João 15 · ARA
Almeida Revista e Atualizada
Jesus se apresenta como a videira verdadeira e os discípulos como os ramos, ensinando que a permanência nele é essencial para dar fruto. Ele fala do amor mútuo, da escolha dos discípulos e da perseguição que virão do mundo, prometendo o Espírito Santo como testemunha. Este capítulo faz parte do discurso de despedida de Jesus aos discípulos na noite em que foi traído.
O Evangelho de João foi escrito em uma comunidade cristã do final do primeiro século, provavelmente na Ásia Menor. O autor, tradicionalmente identificado como o apóstolo João, escreve para fortalecer a fé de cristãos que enfrentavam perseguição e pressão para abandonar o evangelho. O capítulo 15 está inserido no chamado 'Discurso de Despedida' (João 13-17), que ocorre após a última ceia, antes da prisão e crucificação de Jesus. Nesse contexto, Jesus prepara seus discípulos para sua partida e para a missão que terão, usando a imagem da videira, símbolo do povo de Deus no Antigo Testamento (Isaías 5, Salmo 80), para falar da relação vital entre ele e os seus seguidores.
A imagem da videira e dos ramos era familiar aos ouvintes judeus, pois a videira era um símbolo nacional de Israel, frequentemente usado para representar a nação escolhida. Jesus, porém, se apresenta como a 'verdadeira videira', indicando que ele é o cumprimento do que Israel deveria ser.
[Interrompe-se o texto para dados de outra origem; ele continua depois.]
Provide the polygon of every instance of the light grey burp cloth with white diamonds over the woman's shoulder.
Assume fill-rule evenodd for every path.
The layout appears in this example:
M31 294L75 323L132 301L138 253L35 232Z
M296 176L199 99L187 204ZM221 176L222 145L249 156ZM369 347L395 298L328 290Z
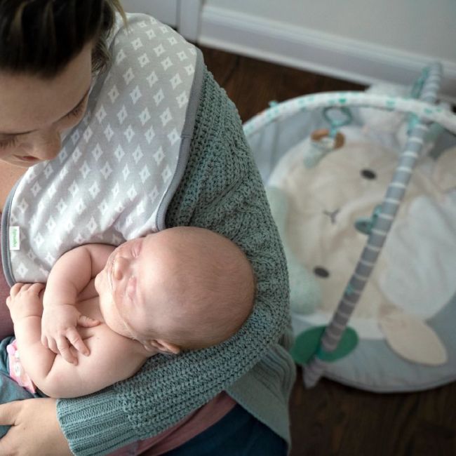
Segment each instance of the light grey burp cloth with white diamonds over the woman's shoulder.
M112 67L94 78L86 115L58 157L29 168L8 200L4 227L20 233L20 250L7 252L10 284L46 281L58 257L83 243L117 246L164 227L202 60L150 16L129 15L128 24L118 18Z

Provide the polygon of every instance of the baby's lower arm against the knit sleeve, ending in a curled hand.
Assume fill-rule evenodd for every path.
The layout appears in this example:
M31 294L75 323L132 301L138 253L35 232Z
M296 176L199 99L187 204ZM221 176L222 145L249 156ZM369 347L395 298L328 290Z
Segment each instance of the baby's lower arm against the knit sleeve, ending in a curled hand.
M44 394L55 398L84 396L125 380L136 373L151 353L139 342L114 333L106 325L88 328L85 342L90 356L80 356L77 365L41 344L41 283L16 283L7 304L13 318L20 362Z

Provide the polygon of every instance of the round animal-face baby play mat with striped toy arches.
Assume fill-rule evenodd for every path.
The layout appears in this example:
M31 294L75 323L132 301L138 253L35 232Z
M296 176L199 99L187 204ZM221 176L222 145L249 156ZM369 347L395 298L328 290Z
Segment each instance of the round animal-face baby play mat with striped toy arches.
M288 262L295 347L370 391L456 379L456 116L410 87L305 95L248 121Z

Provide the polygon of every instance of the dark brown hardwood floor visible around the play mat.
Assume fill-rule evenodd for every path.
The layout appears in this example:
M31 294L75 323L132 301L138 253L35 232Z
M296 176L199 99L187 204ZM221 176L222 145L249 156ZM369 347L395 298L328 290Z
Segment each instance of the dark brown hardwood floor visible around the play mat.
M202 50L243 121L271 100L363 89L327 76ZM329 380L304 389L299 372L290 414L290 456L456 456L456 382L413 394L373 394Z

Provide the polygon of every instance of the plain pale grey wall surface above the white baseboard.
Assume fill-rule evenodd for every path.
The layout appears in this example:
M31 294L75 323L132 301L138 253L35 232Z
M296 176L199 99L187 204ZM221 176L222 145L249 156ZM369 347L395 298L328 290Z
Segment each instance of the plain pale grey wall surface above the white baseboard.
M455 0L206 0L206 5L456 62Z

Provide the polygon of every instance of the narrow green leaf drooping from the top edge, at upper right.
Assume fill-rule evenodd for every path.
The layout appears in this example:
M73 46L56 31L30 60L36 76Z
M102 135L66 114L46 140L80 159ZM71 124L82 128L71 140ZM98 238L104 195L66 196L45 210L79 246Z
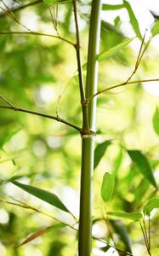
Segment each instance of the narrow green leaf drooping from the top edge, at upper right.
M139 23L138 23L138 20L136 19L136 16L133 13L133 9L131 8L131 5L130 5L130 3L128 3L128 1L123 0L123 3L124 3L125 8L128 11L130 23L133 26L133 31L141 39L142 35L141 35L140 30L139 30Z

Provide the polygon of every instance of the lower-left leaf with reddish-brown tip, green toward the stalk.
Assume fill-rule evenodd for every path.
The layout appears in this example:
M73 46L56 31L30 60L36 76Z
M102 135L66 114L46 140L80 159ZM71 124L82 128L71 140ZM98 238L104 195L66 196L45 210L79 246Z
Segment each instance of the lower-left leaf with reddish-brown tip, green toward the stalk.
M32 234L31 236L27 237L25 241L23 241L22 243L20 243L20 245L18 247L21 247L22 245L25 245L26 243L35 240L37 237L43 236L45 234L47 234L48 232L53 232L56 230L60 230L62 228L65 227L65 224L63 223L59 223L59 224L55 224L54 226L48 227L47 229L43 229L40 230L34 234Z

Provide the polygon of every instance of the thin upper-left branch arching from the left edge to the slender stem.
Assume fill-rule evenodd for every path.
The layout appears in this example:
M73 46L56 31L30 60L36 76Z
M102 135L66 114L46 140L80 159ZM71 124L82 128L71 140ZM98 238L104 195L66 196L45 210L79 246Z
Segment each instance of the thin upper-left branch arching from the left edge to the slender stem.
M57 38L60 39L61 41L64 41L65 43L71 44L73 47L75 47L75 44L72 43L71 41L62 38L60 36L52 35L52 34L45 34L43 32L19 32L19 31L11 31L11 32L5 32L5 31L0 31L0 35L9 35L9 34L20 34L20 35L31 35L31 36L43 36L43 37L49 37L49 38Z

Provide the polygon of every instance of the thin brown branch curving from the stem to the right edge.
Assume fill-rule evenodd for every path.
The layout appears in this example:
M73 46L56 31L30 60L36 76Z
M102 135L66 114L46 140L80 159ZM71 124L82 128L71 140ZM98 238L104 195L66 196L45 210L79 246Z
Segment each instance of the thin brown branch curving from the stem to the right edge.
M159 79L143 79L143 80L135 80L135 81L129 81L129 82L123 82L121 84L115 84L110 87L105 88L104 90L99 90L97 91L93 96L90 96L87 101L90 102L95 96L99 96L99 94L107 91L107 90L112 90L118 87L121 87L123 85L128 85L128 84L138 84L138 83L147 83L147 82L157 82Z

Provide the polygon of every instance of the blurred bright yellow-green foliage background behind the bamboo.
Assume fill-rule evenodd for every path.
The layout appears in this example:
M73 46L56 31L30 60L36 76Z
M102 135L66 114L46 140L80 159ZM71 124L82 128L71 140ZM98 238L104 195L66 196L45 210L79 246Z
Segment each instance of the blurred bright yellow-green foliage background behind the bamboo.
M60 118L81 126L77 60L72 45L59 38L21 33L3 34L25 31L57 35L49 11L51 9L52 15L55 14L56 6L52 9L51 6L48 8L47 3L37 2L26 9L14 11L31 1L5 1L9 9L13 9L11 13L9 10L6 13L6 6L1 2L0 6L5 11L1 9L0 13L0 94L14 106L54 116L58 113ZM122 20L121 10L128 15L131 35L123 29L125 21ZM78 11L84 64L87 61L89 1L78 1ZM106 14L112 13L110 22L106 20ZM104 55L99 62L99 90L128 79L139 53L139 39L143 35L133 5L131 7L127 1L118 5L104 4L102 17L100 52L112 49L129 36L137 38L120 50L113 49L112 55ZM157 17L154 18L154 14L151 14L151 17L153 22L156 22ZM75 43L72 3L58 5L57 20L60 36ZM157 26L156 22L154 34L158 33ZM146 37L148 35L149 31ZM156 38L157 35L146 49L134 80L158 79L156 60L159 52L155 44ZM156 87L152 90L154 84ZM157 196L157 87L158 83L152 82L146 85L128 84L98 97L93 235L108 241L112 247L120 248L125 253L133 251L134 256L147 253L139 221L135 221L136 217L133 220L127 219L126 216L112 217L111 213L142 212L149 199ZM7 106L2 98L1 105ZM29 113L3 108L0 112L0 254L75 255L77 231L65 224L59 224L53 218L76 228L75 219L69 213L62 212L24 192L14 183L9 183L9 179L14 177L20 183L52 191L60 196L69 211L78 216L81 140L77 131L55 120ZM112 181L110 177L111 188L114 183L115 187L114 191L109 190L110 194L104 196L104 203L100 190L105 182L105 172L112 173L114 179ZM102 195L103 193L101 192ZM157 204L158 201L152 202L150 211ZM111 213L106 215L106 212ZM157 213L150 219L152 255L159 254L156 228L158 220ZM148 230L148 221L146 226ZM33 233L39 237L17 248ZM43 234L45 235L42 236ZM111 255L114 250L96 240L93 245L94 255ZM120 251L118 253L124 255Z

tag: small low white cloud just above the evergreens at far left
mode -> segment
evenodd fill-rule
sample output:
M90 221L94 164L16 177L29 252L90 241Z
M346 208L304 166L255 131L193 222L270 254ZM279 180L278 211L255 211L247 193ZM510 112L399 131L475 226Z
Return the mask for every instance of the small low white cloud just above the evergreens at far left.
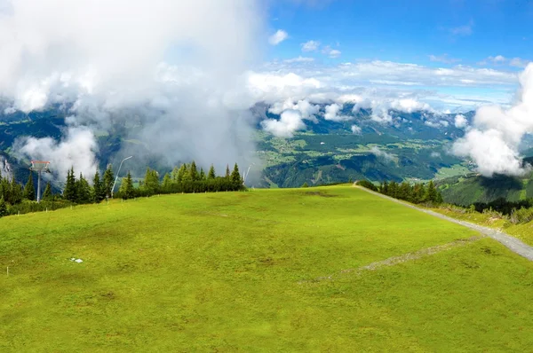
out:
M50 161L54 175L59 178L65 178L73 167L77 173L91 179L97 169L94 153L98 146L91 130L84 127L68 129L68 134L60 141L51 137L21 138L15 142L15 147L36 160Z

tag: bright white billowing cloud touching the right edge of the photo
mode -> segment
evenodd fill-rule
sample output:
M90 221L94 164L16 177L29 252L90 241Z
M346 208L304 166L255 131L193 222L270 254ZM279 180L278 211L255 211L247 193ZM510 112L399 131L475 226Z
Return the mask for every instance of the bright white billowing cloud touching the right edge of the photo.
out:
M525 134L533 132L533 64L521 73L520 84L514 106L481 107L465 137L452 146L453 153L471 158L483 176L521 175L525 171L519 145Z

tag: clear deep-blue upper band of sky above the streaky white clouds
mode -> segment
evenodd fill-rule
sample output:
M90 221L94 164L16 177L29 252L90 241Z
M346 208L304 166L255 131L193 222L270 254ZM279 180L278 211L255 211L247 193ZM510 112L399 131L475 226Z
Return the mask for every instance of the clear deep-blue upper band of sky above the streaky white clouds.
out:
M533 36L528 35L533 35L533 2L298 3L282 1L270 8L272 31L282 29L289 35L269 53L271 59L298 56L300 44L309 40L342 51L339 61L382 59L435 66L431 55L463 65L476 65L497 55L531 57ZM320 58L316 53L308 55Z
A poda (v. 2) refere-se à limpeza espiritual, comparável à prática agrícola de cortar galhos secos e limpar os produtivos para que frutifiquem mais. O 'fogo' onde os ramos secos são lançados (v. 6) remete ao juízo divino, uma imagem comum no Antigo Testamento (Ezequiel 15:7).
O capítulo contém um trecho frequentemente citado fora de contexto: 'Sem mim nada podeis fazer' (v. 5). Muitas vezes usado para enfatizar a necessidade da oração ou a incapacidade humana, no contexto original esta frase está ligada à permanência em Cristo e à produção de frutos espirituais. Jesus não está falando de atividades cotidianas, mas da impossibilidade de realizar a vontade de Deus e dar frutos duradouros para o Reino sem estar unido a ele.
A promessa do 'Paráclito' (v. 26), traduzido como Consolador ou Advogado, é uma das passagens que fundamentam a doutrina da Trindade. O Espírito Santo 'procede do Pai' e é enviado por Jesus, o que gerou debates teológicos entre as igrejas do Oriente e do Ocidente sobre o 'Filioque', mas para o leitor comum, o versículo ressalta a obra de testemunho do Espírito e a continuidade da presença de Jesus entre os seus.